[RFC][PATCH v2 -next 2/2] Adding lock operations to kmsg_dump()/pstore

public inbox for linux-kernel@vger.kernel.org
 help / color / mirror / Atom feed

* [RFC][PATCH v2 -next 2/2] Adding lock operations to kmsg_dump()/pstore_dump()
@ 2011-10-21 21:21 Seiji Aguchi
  2011-10-28 18:33 ` Don Zickus
  2011-11-10 12:50 ` Peter Zijlstra
  0 siblings, 2 replies; 6+ messages in thread
From: Seiji Aguchi @ 2011-10-21 21:21 UTC (permalink / raw)
  To: Andrew Morton, Chen, Gong, linux-kernel@vger.kernel.org,
	Luck, Tony, Matthew Garrett, Vivek Goyal, len.brown@intel.com,
	ying.huang@intel.com, ak@linux.intel.com, hughd@chromium.org,
	mingo@elte.hu, jmorris@namei.org, a.p.zijlstra@chello.nl,
	namhyung@gmail.com, Don Zickus
  Cc: dle-develop@lists.sourceforge.net, Satoru Moriya

pstore_dump()/kmsg_dump() may be called everywhere in kernel.
So we have to care about following cases.

  - Panic path
    In this case, Logging message process is serialized via smp_send_stop().
    So, we can bust spin_locks.

    Currently, kmsg_dump() may be called twice (KMSG_DUMP_PANIC and KMSG_DUMP_EMERGY)
    So, for avoiding deadlock, I suggest to bust locks rather than skipping them.

  - NMI context 
     While a cpu is in NMI handler, other cpus may be running.
     So, trylock should be called so that lockdep cheking works.
 
  - Process context
    In this case, we can simply take locks.

Patch Descriptions:
  Adding a lock operation below in pstore_dump()
  - busting psinfo->buf_lock of pstore_dump() in panic path for avoiding deadlock.

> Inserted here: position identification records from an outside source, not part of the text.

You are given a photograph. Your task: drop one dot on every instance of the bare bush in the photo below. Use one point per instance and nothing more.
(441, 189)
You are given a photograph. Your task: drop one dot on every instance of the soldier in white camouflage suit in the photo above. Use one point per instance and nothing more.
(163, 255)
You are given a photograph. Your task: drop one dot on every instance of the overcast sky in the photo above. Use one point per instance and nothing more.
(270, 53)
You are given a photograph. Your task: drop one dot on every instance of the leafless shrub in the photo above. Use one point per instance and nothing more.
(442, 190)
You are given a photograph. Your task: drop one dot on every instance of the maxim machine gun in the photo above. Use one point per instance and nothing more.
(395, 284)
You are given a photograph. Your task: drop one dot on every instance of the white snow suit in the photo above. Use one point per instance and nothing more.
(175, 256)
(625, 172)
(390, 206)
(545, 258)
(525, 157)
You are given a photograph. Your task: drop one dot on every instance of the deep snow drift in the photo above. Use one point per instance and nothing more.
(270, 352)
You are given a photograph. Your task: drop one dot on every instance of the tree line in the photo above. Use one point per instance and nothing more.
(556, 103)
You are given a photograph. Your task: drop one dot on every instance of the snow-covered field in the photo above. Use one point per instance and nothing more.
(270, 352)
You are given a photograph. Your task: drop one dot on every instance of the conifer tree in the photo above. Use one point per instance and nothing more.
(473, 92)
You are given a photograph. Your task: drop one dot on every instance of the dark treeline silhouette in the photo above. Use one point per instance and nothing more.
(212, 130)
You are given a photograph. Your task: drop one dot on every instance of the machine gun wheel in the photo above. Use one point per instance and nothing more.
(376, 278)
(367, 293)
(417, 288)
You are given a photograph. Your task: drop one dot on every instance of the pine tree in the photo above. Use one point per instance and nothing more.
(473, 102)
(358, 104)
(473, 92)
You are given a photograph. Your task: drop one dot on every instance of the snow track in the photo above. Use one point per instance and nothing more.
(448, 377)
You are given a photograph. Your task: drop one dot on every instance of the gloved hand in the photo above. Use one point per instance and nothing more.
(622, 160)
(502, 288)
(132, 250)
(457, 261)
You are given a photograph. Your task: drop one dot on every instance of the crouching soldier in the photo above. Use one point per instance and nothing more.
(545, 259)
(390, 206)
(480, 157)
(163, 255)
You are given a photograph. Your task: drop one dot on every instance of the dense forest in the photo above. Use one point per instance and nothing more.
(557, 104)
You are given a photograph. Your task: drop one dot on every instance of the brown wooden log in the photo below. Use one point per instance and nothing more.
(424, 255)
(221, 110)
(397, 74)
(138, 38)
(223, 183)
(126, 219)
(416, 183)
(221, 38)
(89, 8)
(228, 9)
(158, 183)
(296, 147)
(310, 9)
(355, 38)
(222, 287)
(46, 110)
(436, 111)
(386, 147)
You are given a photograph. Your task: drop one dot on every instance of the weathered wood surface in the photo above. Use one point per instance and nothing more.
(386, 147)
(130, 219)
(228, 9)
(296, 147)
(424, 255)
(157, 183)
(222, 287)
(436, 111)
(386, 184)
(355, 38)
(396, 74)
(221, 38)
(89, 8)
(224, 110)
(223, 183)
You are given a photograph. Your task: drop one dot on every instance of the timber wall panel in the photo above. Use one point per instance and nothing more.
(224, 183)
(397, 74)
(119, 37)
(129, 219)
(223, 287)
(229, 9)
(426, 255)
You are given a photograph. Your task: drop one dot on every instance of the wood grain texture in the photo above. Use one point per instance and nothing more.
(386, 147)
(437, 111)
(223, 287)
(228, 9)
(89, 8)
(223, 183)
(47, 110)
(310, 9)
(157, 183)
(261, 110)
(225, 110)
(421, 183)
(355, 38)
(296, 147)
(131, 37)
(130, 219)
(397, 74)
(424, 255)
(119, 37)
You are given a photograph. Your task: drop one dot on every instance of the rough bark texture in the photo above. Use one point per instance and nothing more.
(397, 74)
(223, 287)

  Adding lock operations below in kmsg_dump()
  - busting logbuf_lock of kmsg_dump() in panic path for avoiding deadlock.
  - Adding trylock for taking logbuf_lock of kmsg_dump() in NMI context. 
  

 Signed-off-by: Seiji Aguchi <seiji.aguchi@hds.com>

---
 fs/pstore/platform.c |   11 +++++++++++
 kernel/printk.c      |   28 +++++++++++++++++++++++++---
 2 files changed, 36 insertions(+), 3 deletions(-)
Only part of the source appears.